Von Georgina Szeless

Nicht zum ersten Mal fallen von der Bruckneruni für Produktionen gewählte Themen auf. Nicht zum ersten Mal greift auch Vizerektor Thomas Kerbl nach einem bestimmten Werk: Aus aktuellem Anlass wählte er „Das Tagebuch der Anne Frank“ für mehrere Abende aus, wäre doch die 16-jährige, 1945 im Konzentrationslager Bergen-Belsen ermordete Verfasserin heuer 90 Jahre alt geworden. Ihr dramatisches Schicksal, in einem Kellerversteck durchlebt in Angst, Isolation, Entbehrung, Verfolgung, Verzweiflung, aber auch Hoffnung ist vielfach aufgegriffen worden. 1969 nahm der russische Komponist Gregori Frid eine Vertonung von Annes Tagebuch vor, die er selbst wiederum überarbeitete. So ist 1999 eine in der Besetzung reduzierte Version der ursprünglichen Fassung für Kammerorchester entstanden. Die Uraufführung fand 1972 im Haus des Komponisten statt.

Nicht einfach zunächst auch der Weg des Monodramas als Kammeroper in die Öffentlichkeit, mittlerweile zählt das Werk zu den meistaufgeführten Musiktheaterschöpfungen. Die Bruckneruni reiht sich wahrscheinlich in die besten Darstellungen ein.

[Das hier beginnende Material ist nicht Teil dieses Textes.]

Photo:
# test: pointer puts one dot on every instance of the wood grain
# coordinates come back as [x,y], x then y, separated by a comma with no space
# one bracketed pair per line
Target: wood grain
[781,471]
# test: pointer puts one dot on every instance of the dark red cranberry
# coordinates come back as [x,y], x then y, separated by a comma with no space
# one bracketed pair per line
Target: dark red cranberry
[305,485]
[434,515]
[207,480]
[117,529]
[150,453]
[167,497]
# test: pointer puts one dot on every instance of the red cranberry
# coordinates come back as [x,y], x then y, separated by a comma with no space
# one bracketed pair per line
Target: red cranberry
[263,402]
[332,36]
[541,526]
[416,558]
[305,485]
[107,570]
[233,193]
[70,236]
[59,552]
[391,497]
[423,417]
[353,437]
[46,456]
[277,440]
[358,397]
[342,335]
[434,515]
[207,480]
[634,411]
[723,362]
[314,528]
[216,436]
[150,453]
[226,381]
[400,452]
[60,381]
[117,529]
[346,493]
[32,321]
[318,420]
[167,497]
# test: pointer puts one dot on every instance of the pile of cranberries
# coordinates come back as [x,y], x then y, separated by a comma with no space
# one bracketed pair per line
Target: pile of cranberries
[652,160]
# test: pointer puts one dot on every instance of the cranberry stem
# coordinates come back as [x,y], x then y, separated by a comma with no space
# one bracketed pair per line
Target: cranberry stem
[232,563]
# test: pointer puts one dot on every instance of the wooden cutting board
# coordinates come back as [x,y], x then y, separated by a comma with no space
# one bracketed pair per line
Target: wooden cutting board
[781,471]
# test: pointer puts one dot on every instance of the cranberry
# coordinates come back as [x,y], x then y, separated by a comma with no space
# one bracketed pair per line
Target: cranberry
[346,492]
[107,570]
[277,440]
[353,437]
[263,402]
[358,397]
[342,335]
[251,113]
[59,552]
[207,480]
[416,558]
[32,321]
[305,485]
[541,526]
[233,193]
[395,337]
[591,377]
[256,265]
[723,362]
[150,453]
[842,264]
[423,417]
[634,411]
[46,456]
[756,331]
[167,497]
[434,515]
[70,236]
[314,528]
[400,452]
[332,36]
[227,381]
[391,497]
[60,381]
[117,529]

Die Produktion ist der erste Beitrag der Bruckneruni als Mitglied der „European Opera Academy“ und wird im Rahmen der gemeinsamen Module als ein Schwerpunkt 2019 verstanden. Neu ist diesmal die Zusammenarbeit mit dem Institut für zeitgenössischen Tanz, was das Thema in seiner Eindringlichkeit auf der kargen Studiobühne mit wenigen Requisiten (Regie/Szene Peter Pawlik) deutlich verstärkt. Gespielt wird die russische Fassung in der deutschen Übersetzung.

Das Leben des Nazi-Opfers wird getanzt und gesungen

Den beiden jungen Damen ist volle Bewunderung für ihr Hineinleben in das Schicksal der Anne auszusprechen. Eszter Petrány widerspiegelt in jeder ihrer Bewegungen und in ihrer Mimik die wechselnden Seelenzustände der Anne, in den schwarzen Kleidchen mit Bubikragen ist sie eine perfekte Kopie von ihr, die von der Sopranistin Stela Dicusura stimmlich wie sprachlich glaubhaft dargestellt wird. Das hauseigene Kammerensemble von zehn Musikern mit solistischen Fähigkeiten spielt Frids zeitlose Musik in ihrer poetischen Lyrik und mystischen Sprache, ob es eine berührende Passacaglia ist oder ein harscher Orchesterausbruch, mit spürbarer Anteilnahme am Geschehen. Die sehenswerte Produktion hat noch zwei Aufführungen an der Bruckneruni (heute und am 14.2.) und einige Gastspielreisen vor sich.